What does John need to know about this transfer in relation to tax implication?

Options:

A.

The transfer will be done with tax implication as Richard isn't his child.

B.

The transfer will be done when Richard pays consideration to John for fair market value of the policy.

C.

John is not responsible for any disposition triggered by Richard as they will be taxable to Richard only.

D.

John should roll this policy over to Richard's father first, then Richard’s father should roll it over to Richard without tax implication.

Question 42

Six years ago, when Kacey was working as an active firefighter, she purchased a $200,000 30-year term life insurance policy. At the time, the insurance company rated her policy. Recently, she changed roles and now works for the fire department’s public relations office, answering media calls and filling out paperwork. She meets with her insurance agent, Bernice, to ask if the insurer would consider reducing her premiums.

Options:

A.

The premiums cannot be increased once the policy is issued.

B.

The insurer cannot reduce the premium, but Kacey can apply for a new policy at a lower premium.

C.

The premiums can be reduced only if the policy has been in force for more than two years.

D.

Her premiums can be reduced since she is no longer a firefighter.

Question 43

Jeremy, aged 35 and Emily, aged 40, are common law spouses and have 3 children, Jack, Maddie, and Grace. They are reviewing their life insurance coverage with Mark, a local life insurance agent, to ensure they have adequate coverage. Currently, Jeremy and Emily both have term life insurance in the amount of $200,000. Jeremy recently inherited a family cottage valued at $400,000 (ACB of $200,000), which him and Emily hope to pass on to their children one day. Mark informs Jeremy & Emily of the potential tax liability of passing the cottage to their children and advises them that they should consider purchasing additional life insurance.

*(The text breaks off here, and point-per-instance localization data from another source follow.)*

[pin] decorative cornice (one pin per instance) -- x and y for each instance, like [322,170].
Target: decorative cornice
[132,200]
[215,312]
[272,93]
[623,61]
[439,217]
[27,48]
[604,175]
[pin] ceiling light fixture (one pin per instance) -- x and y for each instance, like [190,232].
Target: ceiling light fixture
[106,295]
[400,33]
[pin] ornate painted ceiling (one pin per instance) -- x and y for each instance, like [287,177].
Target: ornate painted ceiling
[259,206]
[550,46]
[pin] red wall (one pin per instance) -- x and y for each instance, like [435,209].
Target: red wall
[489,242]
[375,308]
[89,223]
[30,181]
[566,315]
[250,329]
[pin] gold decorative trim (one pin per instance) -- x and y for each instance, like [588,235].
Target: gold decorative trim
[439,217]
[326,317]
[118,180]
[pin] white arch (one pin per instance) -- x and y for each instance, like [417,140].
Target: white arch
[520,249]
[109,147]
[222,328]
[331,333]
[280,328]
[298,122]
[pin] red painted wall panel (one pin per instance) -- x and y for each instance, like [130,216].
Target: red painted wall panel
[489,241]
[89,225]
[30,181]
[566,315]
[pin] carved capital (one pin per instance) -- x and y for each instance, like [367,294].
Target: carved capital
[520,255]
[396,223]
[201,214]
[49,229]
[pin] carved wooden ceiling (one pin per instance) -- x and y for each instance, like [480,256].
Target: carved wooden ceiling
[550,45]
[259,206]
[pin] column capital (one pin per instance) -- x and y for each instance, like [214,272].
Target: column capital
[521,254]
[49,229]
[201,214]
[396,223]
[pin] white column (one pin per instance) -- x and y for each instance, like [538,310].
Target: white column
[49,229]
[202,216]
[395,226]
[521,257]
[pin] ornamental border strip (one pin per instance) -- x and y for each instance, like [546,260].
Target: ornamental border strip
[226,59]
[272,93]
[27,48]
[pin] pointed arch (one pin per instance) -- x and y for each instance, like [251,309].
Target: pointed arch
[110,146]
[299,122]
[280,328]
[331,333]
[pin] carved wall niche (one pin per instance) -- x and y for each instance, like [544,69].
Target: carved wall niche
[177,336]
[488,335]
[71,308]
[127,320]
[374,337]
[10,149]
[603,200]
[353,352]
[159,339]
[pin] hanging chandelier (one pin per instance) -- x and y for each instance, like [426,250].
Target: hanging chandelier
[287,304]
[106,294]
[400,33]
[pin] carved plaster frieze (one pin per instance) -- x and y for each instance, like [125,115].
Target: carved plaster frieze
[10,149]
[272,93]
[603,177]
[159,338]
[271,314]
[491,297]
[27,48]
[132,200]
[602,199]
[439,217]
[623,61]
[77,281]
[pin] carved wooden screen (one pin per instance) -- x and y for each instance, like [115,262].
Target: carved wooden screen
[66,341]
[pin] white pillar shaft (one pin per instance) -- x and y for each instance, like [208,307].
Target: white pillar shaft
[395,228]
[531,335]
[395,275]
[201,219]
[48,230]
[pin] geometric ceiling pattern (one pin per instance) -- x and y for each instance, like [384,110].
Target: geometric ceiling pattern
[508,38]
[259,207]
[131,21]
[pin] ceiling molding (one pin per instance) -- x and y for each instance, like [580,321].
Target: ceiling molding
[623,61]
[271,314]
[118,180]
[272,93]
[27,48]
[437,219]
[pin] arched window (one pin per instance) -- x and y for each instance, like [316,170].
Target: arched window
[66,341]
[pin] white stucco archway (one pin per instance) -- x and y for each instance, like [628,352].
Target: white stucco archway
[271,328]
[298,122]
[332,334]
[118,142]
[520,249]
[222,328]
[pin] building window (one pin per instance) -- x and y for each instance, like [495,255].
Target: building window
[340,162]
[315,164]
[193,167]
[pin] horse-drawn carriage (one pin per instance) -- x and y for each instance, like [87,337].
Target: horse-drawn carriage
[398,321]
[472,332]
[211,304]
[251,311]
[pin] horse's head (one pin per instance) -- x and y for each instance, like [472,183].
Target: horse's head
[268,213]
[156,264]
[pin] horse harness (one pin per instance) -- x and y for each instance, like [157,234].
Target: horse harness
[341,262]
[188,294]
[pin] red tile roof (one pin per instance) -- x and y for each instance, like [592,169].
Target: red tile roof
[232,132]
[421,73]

How much life insurance should they purchase to cover the future tax liability of the children taking into account a tax rate of 50%?

Options:

A.

$400,000

B.

$200,000

C.

$100,000

D.

$50,000

Question 44

Alana, Meaghan, and Beatrice are equal shareholders of Advanced Tech Inc. They each own 100 shares of the company. Each share is currently worth $5,000. They recently signed a cross-purchase buy-sell agreement that is funded by life insurance. What will happen under this agreement if Alanadies today?

Options:

A.

Meaghan and Beatrice would each still own 100 shares of the company.

B.

There would now be 200 outstanding shares of the company.

C.

Each share would now be worth $7,500.

D.

Alana’s estate would receive a total of $500,000.